Kids that age do love Shel Silverstein, and I have no problem with that part, because, while Silverstein was no T.S. Eliot, at least he employed meter and end rhyme and, if most of his poems were playful, he respected the format.

Elsewhere in purported literature, a thoughtful, touching 100-word essay may be good philosophy, but breaking it up into short lines does not turn it into a poem.

Frost famously compared blank verse to playing tennis with the net down, but I’d extend the metaphor to say that the occasional bit of forced meter is like the shot that hits the top of the net and then rolls over for the point.

 

Speaking of pants, and elastic waistbands, Sandra Bell Lundy — assuming she has some sort of normal lead time — stumbled into a hot topic with this Between Friends (KFS).

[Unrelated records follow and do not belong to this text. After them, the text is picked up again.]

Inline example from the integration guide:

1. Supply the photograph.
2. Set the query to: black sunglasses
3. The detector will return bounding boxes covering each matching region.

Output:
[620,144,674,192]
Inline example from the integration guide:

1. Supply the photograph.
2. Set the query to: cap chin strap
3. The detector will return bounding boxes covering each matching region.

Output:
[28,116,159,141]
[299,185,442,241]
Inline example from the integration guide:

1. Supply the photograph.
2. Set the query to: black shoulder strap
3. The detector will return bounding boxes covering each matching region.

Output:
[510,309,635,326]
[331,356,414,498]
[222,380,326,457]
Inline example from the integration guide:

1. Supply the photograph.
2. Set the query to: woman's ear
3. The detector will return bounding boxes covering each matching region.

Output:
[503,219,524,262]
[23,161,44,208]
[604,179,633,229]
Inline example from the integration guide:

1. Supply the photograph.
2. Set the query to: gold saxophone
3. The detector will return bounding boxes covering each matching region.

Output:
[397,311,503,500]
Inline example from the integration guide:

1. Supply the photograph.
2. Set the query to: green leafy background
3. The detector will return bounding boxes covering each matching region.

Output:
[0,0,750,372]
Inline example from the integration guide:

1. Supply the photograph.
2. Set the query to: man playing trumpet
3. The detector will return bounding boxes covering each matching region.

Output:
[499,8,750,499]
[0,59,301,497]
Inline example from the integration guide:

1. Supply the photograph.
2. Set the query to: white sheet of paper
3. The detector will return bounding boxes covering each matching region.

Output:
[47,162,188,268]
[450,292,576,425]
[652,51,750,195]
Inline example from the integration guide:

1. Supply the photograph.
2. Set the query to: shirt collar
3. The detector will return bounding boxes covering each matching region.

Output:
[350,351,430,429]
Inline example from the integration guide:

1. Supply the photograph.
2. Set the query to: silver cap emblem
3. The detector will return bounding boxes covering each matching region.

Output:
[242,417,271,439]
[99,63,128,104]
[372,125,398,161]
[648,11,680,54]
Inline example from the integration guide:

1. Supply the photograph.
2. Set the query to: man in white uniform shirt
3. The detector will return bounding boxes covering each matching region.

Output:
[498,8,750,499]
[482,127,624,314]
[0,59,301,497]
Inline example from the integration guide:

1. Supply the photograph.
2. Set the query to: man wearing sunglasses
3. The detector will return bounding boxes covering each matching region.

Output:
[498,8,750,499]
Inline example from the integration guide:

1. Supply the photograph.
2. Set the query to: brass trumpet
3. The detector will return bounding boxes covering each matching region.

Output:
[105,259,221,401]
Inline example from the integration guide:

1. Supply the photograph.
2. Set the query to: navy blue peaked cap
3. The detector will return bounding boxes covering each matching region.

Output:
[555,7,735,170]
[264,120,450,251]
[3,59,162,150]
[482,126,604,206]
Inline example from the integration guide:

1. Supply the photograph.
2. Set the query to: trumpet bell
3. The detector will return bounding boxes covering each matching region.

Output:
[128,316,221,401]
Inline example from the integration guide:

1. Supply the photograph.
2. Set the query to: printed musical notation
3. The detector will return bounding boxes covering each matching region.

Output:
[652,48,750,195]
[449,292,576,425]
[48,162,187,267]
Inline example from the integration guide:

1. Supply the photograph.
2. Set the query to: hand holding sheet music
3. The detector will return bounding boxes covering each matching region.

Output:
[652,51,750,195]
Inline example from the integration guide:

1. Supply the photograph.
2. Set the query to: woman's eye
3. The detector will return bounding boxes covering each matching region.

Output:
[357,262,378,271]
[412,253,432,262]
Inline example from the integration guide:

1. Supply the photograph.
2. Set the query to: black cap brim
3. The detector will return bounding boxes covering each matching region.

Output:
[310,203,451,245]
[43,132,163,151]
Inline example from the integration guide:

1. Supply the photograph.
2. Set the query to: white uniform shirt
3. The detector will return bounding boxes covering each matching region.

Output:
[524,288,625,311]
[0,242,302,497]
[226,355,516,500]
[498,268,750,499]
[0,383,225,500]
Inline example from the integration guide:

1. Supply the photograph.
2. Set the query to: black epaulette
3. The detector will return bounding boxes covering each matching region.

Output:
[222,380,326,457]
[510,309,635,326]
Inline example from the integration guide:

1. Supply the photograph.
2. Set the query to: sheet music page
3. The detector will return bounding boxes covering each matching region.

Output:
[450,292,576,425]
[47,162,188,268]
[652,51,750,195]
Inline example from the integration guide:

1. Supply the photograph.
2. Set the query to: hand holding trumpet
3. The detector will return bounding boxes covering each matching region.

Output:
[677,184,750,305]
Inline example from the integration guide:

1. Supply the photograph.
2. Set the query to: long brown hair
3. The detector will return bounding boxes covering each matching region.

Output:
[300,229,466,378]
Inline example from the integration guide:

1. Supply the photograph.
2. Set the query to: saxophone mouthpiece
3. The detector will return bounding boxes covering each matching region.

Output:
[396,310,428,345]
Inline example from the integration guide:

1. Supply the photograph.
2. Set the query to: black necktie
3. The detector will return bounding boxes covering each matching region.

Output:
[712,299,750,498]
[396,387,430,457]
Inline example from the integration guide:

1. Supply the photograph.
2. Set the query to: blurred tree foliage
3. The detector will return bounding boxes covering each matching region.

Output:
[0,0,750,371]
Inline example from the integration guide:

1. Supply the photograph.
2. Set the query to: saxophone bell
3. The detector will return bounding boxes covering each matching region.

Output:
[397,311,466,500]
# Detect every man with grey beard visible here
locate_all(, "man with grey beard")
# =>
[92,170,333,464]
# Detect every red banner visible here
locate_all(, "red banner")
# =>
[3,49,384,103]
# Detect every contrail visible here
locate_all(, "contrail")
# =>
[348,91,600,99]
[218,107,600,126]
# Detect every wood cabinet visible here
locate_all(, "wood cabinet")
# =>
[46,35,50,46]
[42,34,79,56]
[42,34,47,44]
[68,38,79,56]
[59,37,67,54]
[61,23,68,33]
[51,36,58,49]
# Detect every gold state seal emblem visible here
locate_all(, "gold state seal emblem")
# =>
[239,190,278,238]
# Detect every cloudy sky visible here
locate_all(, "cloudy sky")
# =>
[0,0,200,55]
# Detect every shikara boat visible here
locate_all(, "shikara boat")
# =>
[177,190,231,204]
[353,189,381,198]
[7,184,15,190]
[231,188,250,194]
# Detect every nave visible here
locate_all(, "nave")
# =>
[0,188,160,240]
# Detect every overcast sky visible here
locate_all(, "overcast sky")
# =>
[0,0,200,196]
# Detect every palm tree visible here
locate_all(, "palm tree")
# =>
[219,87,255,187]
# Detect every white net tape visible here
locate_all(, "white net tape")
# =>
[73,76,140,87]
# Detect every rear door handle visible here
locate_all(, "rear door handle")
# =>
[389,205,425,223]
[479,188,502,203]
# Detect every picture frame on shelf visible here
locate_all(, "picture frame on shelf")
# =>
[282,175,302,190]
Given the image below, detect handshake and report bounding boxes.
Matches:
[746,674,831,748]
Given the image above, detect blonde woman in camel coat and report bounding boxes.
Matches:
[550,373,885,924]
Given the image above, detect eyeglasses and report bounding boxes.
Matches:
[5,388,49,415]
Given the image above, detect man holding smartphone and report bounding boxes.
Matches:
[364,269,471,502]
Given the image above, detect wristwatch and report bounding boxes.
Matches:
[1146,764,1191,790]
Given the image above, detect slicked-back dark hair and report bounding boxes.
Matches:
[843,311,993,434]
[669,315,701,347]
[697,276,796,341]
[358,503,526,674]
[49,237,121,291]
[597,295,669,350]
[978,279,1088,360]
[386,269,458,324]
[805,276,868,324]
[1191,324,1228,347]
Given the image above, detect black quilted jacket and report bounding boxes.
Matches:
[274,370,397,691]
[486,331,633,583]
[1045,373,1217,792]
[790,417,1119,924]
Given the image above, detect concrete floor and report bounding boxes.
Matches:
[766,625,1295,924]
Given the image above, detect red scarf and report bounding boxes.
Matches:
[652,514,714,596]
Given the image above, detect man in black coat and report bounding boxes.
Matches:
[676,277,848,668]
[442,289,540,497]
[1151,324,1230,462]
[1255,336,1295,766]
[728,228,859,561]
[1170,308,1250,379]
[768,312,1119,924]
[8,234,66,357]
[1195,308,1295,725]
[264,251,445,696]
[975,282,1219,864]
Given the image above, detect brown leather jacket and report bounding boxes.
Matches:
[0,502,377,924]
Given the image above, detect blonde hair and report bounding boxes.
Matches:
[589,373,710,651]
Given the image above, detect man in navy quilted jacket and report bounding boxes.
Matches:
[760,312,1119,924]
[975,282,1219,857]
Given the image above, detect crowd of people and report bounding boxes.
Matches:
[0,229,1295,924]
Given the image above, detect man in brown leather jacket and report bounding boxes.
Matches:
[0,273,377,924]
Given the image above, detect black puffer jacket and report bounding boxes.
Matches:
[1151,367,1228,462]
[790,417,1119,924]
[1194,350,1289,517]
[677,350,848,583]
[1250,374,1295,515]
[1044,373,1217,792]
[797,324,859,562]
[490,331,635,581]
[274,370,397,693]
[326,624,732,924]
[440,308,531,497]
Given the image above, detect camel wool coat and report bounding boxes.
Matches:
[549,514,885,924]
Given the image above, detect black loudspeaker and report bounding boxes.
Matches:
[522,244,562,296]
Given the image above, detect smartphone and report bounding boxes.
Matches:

I’ve just seen an article in the Washington Post, and then saw it mirrored on NPR last night, and it seems Gen Z has been mocking Millennials over their skinny jeans, and joyfully bringing back into vogue the comfortable pants their elders derided as “mom jeans.”

And the Millennials are piiiiiiissed.

I never understood the pleasure of cramming yourself into denim sausage casings, but, hey, I’m a Boomer. Millennials have been pissed at me for a long time.

Fight nicely, kids. Try not to get blood stains on the ceiling.

 

In other fashion news, Pardon My Planet (KFS) echoes a back-and-forth in soccer, where goalkeepers are allowed to provide their own jerseys.

One school of thought is that dark colors let you move in the goal mouth more stealthily, while the other is that bright colors make shooters unconsciously target you, making saves easier.

Here, Batman embraces both theories.

 

Finally, it wasn’t Jim Meddick’s intent, but this Monty (AMS) made me realize why anti-vaxxers are so militant about not getting shots.

They’re tired of hearing “It’s just a little prick.”

 

Red mom jeans with the bottoms rolled up:

Community Comments

#1 Mary McNeil
May/13/2021
@ 5:49 pm

Odd that some of the anti-vaxxers are “just little…: too.

As smart as Caulfield is, I’m sure he’s aware of Silverstein’s career as a “Playboy” cartoonist.